We’ve already had the opportunity to watch and review ‘He Comes at Night,’ ‘The Call of Cableulhu,’ ‘The Monster Upstairs,’ and ‘Vicious Fun.’
One of the next films we would like to introduce you to is the seven-minute-twenty-seven-second horror short film, ‘The Phone Interview.’
‘The Phone Interview’ opens on Ruth as she makes a grocery delivery to Daphne, only to find herself being taken hostage by Daphne as part of her sinister plan to use Ruth to gain employment at the boutique grocery store, Blooming Market.
Originally unwilling to be a part of her twisted plan, Ruth soon finds that she has no other choice but to go along with Daphne’s plan or risk being burned alive by her unhinged captor.
With Ruth’s help, Daphne is able to get a phone interview with store manager, Lola.
This is where ‘The Phone Interview’ succeeds as a film. It’s able to communicate to the audience the extremes that Daphne is willing to go to in order to gain employment at Blooming Market, while also emphasizing how meaningless one’s obsession can be for others.

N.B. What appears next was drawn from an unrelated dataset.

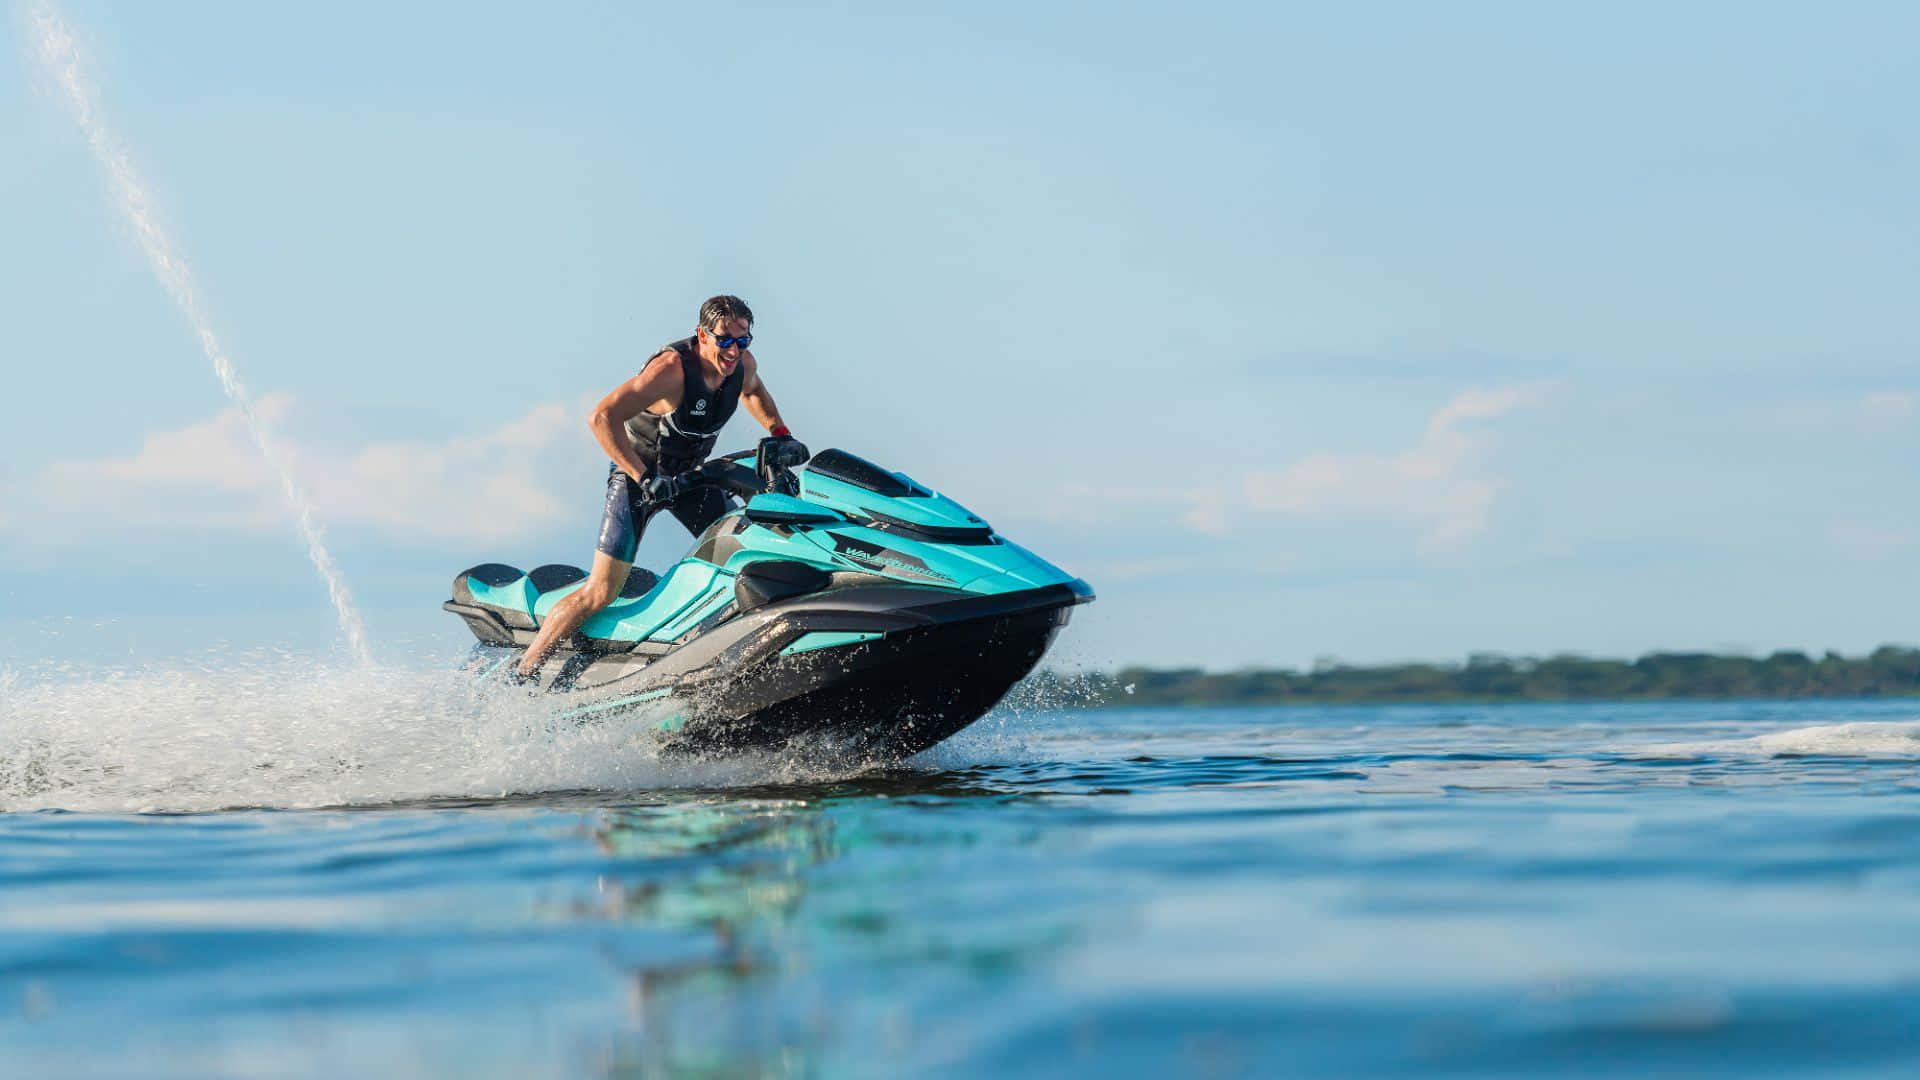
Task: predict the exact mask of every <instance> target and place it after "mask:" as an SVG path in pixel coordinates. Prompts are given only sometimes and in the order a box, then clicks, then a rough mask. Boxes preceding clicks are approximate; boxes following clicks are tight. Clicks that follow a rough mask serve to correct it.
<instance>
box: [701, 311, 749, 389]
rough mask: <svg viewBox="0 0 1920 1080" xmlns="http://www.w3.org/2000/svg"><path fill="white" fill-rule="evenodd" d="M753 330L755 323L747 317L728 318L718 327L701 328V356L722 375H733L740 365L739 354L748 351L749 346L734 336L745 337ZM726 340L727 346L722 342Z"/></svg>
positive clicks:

This is achieved through Ruth’s mocking of Daphne during the interview and through Lola caring more about a pen she dropped than anything Daphne has to say.
As the short film progresses, we learn more about the motivation for Daphne’s obsession and how it ties back to her desire to be accepted after she failed to gain admission into a sorority.

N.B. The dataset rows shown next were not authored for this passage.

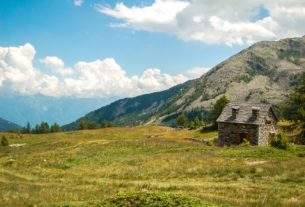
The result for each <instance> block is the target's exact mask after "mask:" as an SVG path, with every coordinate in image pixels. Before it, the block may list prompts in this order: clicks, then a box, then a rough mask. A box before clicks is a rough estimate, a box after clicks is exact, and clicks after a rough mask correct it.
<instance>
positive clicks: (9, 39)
mask: <svg viewBox="0 0 305 207" xmlns="http://www.w3.org/2000/svg"><path fill="white" fill-rule="evenodd" d="M116 2H120V1H85V2H84V3H83V4H82V6H79V7H77V6H75V5H74V3H73V1H72V0H33V1H22V0H10V1H5V0H1V1H0V46H2V47H9V46H19V45H23V44H25V43H31V44H32V45H33V46H34V47H35V49H36V58H37V59H40V58H43V57H45V56H50V55H52V56H58V57H60V58H61V59H63V60H64V62H65V63H66V65H73V64H75V63H76V62H77V61H80V60H84V61H93V60H96V59H104V58H107V57H112V58H114V59H115V60H116V61H117V62H118V63H119V64H120V65H121V66H122V67H123V68H124V70H126V72H127V73H128V74H130V75H138V74H140V73H142V72H143V70H145V69H146V68H152V67H153V68H155V67H156V68H160V69H161V70H162V71H164V72H168V73H171V74H178V73H184V72H185V71H186V70H187V69H190V68H192V67H211V66H214V65H215V64H217V63H219V62H220V61H221V60H224V59H225V58H227V57H229V56H230V55H232V54H234V53H236V52H237V51H239V50H240V49H241V48H244V47H245V46H235V47H228V46H223V45H206V44H202V43H200V42H190V41H189V42H186V41H182V40H180V39H178V38H177V37H175V36H172V35H168V34H162V33H151V32H146V31H136V30H134V29H127V28H111V27H109V24H110V23H113V22H118V20H116V19H114V18H112V17H109V16H107V15H105V14H101V13H99V12H97V11H96V10H95V9H94V6H95V4H97V3H107V4H108V5H111V6H114V5H115V4H116ZM143 2H146V3H145V4H149V2H152V1H140V0H137V1H124V3H125V4H126V5H130V6H131V5H143Z"/></svg>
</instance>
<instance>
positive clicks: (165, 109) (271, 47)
mask: <svg viewBox="0 0 305 207" xmlns="http://www.w3.org/2000/svg"><path fill="white" fill-rule="evenodd" d="M301 72H305V36H304V37H300V38H289V39H283V40H280V41H263V42H258V43H256V44H254V45H252V46H251V47H249V48H247V49H245V50H243V51H241V52H239V53H238V54H236V55H234V56H232V57H230V58H229V59H228V60H226V61H224V62H222V63H220V64H218V65H217V66H215V67H214V68H212V69H211V70H210V71H209V72H208V73H206V74H204V75H203V76H202V77H200V78H199V79H196V80H192V81H188V82H186V83H184V84H181V85H178V86H175V87H173V88H171V89H168V90H166V91H162V92H157V93H152V94H146V95H142V96H138V97H135V98H126V99H121V100H118V101H115V102H113V103H111V104H109V105H107V106H104V107H102V108H100V109H98V110H95V111H92V112H90V113H88V114H87V115H86V116H84V117H82V118H80V119H78V120H76V121H74V122H72V123H71V124H68V125H66V126H64V129H66V130H70V129H75V128H76V126H77V122H78V121H79V120H82V119H85V120H92V121H96V122H97V123H102V122H103V121H105V120H108V121H112V122H114V123H115V124H117V125H123V126H129V125H137V124H146V123H154V122H155V123H158V124H171V123H172V121H173V119H171V117H175V116H174V115H175V114H179V113H181V112H184V111H190V110H192V109H197V108H205V109H208V108H210V107H211V105H212V104H213V103H214V102H215V101H216V100H217V99H218V98H220V97H221V96H223V95H226V96H227V97H228V98H229V99H230V100H231V101H235V102H253V103H272V104H277V103H280V102H281V101H283V100H285V98H286V96H287V95H288V94H289V92H290V91H291V88H292V87H291V86H292V85H293V84H294V83H295V80H296V78H297V77H298V75H299V74H300V73H301Z"/></svg>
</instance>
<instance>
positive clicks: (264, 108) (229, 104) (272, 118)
mask: <svg viewBox="0 0 305 207" xmlns="http://www.w3.org/2000/svg"><path fill="white" fill-rule="evenodd" d="M277 121H278V119H277V117H276V115H275V113H274V111H273V110H272V107H271V105H270V104H245V103H243V104H228V105H227V106H226V107H225V108H224V110H223V111H222V113H221V115H220V116H219V118H218V119H217V123H218V138H219V142H220V145H234V144H240V143H242V142H243V141H245V140H248V141H249V142H250V143H251V144H252V145H260V146H266V145H269V144H270V142H271V139H272V137H274V136H275V135H276V133H277V129H276V123H277Z"/></svg>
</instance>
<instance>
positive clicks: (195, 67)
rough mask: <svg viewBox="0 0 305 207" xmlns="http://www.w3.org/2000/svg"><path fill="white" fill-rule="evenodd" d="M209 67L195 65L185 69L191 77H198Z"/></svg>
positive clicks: (205, 70)
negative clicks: (203, 66)
mask: <svg viewBox="0 0 305 207" xmlns="http://www.w3.org/2000/svg"><path fill="white" fill-rule="evenodd" d="M210 69H211V68H206V67H195V68H191V69H189V70H187V71H186V74H187V75H188V76H190V77H191V78H199V77H201V76H202V75H203V74H205V73H207V72H208V71H209V70H210Z"/></svg>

The final moments of ‘The Phone Interview’ serve to convey to the audience that if you play with fire, be prepared to get burned.

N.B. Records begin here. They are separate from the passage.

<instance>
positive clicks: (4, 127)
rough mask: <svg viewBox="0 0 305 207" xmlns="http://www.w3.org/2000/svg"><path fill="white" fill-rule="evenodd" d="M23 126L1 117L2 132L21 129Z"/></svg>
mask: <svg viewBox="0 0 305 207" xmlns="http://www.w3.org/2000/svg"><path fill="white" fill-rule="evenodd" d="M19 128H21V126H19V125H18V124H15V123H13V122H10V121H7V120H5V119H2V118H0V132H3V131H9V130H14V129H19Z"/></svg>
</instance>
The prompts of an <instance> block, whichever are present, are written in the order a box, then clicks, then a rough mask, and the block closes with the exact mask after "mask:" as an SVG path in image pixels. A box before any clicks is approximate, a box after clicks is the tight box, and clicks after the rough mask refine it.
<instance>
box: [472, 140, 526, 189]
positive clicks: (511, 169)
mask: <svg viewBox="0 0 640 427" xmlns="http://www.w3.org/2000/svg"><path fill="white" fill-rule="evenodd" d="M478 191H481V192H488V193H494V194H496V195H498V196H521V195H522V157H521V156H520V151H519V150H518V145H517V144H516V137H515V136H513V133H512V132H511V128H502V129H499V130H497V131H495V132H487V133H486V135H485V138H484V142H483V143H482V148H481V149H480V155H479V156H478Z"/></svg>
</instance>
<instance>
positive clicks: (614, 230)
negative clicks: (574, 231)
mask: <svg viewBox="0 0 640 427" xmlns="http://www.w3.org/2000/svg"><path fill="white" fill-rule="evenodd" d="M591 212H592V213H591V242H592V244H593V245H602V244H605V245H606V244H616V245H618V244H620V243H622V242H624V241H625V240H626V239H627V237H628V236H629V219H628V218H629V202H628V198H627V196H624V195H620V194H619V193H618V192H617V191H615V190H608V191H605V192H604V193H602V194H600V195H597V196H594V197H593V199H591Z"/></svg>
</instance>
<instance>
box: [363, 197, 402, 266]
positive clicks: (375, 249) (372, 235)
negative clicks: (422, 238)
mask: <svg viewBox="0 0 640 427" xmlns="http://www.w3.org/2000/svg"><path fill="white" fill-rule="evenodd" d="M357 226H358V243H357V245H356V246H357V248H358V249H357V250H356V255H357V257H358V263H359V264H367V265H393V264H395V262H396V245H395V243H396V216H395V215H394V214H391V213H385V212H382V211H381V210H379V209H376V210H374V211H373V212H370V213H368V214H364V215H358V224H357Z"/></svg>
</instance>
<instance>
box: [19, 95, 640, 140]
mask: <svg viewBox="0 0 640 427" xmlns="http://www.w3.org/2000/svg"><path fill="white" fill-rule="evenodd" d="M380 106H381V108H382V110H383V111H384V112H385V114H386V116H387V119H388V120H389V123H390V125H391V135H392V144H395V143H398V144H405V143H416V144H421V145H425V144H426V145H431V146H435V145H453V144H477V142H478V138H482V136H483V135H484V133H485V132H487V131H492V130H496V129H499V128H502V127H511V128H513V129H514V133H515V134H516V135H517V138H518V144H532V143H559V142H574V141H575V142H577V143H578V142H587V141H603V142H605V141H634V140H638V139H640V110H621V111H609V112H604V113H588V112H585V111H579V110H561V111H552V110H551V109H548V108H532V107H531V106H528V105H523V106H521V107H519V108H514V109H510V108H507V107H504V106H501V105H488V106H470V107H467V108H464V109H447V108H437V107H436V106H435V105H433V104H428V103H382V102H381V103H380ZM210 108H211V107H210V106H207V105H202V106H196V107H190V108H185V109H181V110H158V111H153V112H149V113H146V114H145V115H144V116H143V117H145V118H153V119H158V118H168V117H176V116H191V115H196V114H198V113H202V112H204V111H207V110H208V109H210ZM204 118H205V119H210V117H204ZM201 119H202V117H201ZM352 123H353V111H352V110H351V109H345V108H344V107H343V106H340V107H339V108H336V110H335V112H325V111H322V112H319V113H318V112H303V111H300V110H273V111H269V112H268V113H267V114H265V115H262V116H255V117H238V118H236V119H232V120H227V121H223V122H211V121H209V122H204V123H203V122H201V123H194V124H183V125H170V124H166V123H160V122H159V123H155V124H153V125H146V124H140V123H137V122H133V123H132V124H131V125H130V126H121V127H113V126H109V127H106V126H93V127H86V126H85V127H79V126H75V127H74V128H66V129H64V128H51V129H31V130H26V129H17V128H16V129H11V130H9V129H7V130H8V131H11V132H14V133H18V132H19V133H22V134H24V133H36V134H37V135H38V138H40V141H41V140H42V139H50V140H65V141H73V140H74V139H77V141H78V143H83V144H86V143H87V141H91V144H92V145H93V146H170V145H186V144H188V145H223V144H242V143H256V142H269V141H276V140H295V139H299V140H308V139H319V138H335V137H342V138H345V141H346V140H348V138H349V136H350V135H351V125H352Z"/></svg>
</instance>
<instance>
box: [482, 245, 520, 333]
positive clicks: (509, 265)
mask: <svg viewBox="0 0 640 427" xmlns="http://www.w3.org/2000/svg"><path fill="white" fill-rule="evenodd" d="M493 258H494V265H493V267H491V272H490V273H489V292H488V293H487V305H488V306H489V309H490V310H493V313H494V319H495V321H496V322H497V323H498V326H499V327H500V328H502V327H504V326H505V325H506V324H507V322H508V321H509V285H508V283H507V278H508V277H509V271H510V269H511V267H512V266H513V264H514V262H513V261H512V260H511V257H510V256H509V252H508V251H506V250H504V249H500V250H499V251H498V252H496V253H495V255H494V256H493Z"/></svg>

‘The Phone Interview’ starts off delivering a message about how one’s obsessions can drive people to the brink of insanity; how one is truly capable of doing almost anything to see their dreams come to fruition.
It’s in the middle where the film struggles a bit as Ruth starts to empathize with the deranged Daphne, almost like someone suffering from Stockholm syndrome. The film also loses the overall message in the remainder of the interview where Lola does a complete character change and suddenly takes an interest in Daphne and her answers. The film would have benefitted from keeping her uninterested throughout the entire process.
The end of ‘The Phone Interview’ is able to bring us back into the moment in the closing minute of the film by once again displaying the level of insanity that Daphne is capable of, a level that seemed absent at times.
In the end, the film is successful in getting across the message that one’s obsession can unwittingly lead to their own undoing.
‘The Phone Interview’ is directed by Kassy Gascho and Melissa Jones, written by Kassy Gascho, and stars Alexandra Bell as Daphne, Scarlet Stinson as Ruth, and Alexandra Najarro as Lola.
Blood in the Snow Film Festival is set to take place between November 18 and November 23 at the Royal Cinema in Toronto, Ontario.